You are viewing a plain text version of this content. The canonical link for it is here.
Posted to user@storm.apache.org by Andrew Xor <an...@gmail.com> on 2014/07/31 04:14:13 UTC

Batch Process tuples emitted by different streams

Hi,

 I have a scenario where I have a bolt that receives the outputs of
multiple spouts (each spout is a live-stream of emitted sensor values).
>From my understanding the processing bolt that is assigned to the task will
receive each tuple by it's own separately (per each stream).
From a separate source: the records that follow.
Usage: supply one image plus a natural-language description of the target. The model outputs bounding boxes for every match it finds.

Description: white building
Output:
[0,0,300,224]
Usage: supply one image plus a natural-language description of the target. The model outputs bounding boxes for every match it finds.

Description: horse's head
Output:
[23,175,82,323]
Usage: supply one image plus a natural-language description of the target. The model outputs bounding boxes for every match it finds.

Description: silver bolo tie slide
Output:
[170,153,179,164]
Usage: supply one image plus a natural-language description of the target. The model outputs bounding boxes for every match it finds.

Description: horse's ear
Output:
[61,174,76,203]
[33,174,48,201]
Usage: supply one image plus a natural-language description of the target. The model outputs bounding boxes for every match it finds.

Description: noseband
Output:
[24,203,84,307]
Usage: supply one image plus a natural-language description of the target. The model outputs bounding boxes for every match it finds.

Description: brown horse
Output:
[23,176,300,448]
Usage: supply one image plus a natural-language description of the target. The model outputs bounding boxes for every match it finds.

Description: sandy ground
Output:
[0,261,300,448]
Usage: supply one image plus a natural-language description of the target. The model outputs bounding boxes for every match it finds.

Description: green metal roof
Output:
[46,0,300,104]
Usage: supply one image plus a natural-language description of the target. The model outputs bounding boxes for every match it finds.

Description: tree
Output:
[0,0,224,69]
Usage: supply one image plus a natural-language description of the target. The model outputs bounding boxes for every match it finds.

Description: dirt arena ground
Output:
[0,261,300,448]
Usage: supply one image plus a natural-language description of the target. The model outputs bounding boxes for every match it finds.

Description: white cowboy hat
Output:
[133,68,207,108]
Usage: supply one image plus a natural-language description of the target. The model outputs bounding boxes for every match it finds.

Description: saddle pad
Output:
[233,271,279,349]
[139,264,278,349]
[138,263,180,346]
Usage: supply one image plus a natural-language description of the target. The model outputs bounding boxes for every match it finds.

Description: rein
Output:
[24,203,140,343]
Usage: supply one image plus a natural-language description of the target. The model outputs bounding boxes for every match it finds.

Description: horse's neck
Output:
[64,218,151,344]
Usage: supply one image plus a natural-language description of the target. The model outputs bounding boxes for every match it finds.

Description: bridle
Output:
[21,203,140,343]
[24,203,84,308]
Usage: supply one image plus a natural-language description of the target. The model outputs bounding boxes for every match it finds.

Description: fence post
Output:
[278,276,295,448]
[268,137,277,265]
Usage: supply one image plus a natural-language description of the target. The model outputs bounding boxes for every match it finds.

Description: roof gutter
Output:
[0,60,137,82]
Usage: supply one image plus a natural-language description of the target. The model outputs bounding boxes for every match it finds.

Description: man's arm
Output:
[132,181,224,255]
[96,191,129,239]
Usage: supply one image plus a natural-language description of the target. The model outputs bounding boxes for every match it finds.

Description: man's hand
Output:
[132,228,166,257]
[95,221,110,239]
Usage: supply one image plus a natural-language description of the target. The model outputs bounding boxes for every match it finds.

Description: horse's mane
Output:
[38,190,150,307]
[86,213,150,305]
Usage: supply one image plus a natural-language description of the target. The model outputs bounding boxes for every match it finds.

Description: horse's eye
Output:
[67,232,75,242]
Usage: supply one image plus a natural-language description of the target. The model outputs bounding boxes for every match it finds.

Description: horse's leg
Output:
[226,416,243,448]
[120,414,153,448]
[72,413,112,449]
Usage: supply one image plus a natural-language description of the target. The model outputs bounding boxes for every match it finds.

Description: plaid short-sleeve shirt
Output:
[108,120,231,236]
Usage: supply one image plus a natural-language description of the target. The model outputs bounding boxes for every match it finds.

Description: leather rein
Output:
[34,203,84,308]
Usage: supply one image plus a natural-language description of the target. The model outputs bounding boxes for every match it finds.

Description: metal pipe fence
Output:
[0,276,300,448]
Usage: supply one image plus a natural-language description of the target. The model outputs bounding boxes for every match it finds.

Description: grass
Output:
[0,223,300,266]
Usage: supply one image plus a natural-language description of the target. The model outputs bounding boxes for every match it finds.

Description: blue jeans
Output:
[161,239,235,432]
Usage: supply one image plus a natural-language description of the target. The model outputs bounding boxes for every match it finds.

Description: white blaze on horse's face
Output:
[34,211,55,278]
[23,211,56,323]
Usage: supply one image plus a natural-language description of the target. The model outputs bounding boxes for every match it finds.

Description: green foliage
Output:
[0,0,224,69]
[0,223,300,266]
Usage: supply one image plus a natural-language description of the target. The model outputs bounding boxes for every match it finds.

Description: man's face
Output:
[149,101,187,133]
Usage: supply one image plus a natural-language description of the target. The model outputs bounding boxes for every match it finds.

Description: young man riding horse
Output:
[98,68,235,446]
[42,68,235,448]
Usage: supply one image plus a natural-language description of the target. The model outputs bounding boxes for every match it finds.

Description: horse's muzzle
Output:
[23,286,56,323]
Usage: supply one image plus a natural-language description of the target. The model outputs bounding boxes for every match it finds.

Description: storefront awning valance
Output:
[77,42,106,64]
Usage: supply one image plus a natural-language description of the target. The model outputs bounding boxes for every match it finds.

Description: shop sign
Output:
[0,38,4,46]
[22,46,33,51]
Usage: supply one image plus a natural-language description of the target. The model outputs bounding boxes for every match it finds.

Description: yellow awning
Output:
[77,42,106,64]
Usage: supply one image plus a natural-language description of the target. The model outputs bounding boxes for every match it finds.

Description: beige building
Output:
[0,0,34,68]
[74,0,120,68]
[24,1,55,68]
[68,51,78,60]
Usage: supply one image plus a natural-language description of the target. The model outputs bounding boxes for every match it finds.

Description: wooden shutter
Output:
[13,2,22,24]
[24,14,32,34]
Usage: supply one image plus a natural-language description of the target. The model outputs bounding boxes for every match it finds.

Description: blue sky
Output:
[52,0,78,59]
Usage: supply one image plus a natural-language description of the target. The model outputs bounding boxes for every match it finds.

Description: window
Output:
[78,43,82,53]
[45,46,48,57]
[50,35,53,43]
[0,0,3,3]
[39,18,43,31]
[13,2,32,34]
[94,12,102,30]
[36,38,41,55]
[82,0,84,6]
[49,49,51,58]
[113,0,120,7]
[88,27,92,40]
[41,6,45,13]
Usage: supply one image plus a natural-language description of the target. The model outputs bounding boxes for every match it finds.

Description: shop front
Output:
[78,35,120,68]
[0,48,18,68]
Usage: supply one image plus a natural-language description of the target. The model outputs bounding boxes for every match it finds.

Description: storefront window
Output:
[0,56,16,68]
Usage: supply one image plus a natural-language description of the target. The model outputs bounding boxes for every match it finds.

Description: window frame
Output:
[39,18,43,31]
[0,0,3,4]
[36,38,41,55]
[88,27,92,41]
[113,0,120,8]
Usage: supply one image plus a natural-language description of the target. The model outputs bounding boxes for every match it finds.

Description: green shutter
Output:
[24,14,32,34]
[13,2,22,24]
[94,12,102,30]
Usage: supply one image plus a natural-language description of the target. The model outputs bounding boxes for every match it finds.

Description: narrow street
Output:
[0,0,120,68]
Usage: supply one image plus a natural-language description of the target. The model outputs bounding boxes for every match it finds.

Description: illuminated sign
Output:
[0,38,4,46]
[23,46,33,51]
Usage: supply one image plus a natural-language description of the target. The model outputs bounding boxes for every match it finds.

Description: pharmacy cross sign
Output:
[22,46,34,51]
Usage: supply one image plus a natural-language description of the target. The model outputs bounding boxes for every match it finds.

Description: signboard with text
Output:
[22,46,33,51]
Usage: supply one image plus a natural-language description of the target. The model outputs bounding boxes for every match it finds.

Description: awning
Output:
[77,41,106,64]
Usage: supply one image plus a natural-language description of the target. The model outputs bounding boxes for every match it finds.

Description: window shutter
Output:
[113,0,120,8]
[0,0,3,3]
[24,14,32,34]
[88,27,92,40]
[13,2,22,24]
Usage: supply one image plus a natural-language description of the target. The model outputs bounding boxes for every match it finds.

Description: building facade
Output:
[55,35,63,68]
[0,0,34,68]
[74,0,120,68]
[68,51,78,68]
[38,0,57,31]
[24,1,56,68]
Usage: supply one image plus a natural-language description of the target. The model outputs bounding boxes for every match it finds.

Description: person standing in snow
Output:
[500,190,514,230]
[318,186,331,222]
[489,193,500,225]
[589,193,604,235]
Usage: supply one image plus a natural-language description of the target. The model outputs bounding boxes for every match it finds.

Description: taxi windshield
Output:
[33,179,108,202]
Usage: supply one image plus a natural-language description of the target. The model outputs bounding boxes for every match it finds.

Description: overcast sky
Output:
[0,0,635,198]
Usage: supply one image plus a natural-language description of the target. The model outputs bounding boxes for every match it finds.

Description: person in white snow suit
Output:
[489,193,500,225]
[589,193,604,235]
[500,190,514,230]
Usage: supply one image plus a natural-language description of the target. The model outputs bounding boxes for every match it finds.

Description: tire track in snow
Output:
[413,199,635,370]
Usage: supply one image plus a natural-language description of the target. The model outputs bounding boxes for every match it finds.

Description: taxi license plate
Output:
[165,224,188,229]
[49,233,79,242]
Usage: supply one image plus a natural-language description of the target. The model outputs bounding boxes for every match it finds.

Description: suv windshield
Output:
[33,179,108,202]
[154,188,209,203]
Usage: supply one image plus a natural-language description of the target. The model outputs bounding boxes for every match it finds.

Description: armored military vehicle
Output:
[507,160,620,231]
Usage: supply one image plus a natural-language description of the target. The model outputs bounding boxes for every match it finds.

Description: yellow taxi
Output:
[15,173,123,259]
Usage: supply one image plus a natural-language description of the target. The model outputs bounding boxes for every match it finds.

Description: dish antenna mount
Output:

The thing is that I want to process in the bolt the values of all the
streams in the same tick. One method (if I have only one thread in the
processing bolt) is to wait small-time period or some ticks (for example
process and emit per x received tuples while storing in a map the tuples
received from each stream); that helps to receive tuples of each stream and
process it as a batch.

Will that be a sound approach in a non-transactional topology or should I
use Trident in order to ensure ordering? Also in Storm's documentation I
could not find if the chronological-ordering is enforced in any way... for
example let's say that we have two spouts that each emit two tuples:

 Spout1: (Tuple1, t1), (Tuple2, t2)
 Spout2: (Tuple3, t1), (Tuple4, t2)

In which order will the bolt receive the tuples? Will the chronological
order be preserved in a trident topology?

Thanks...!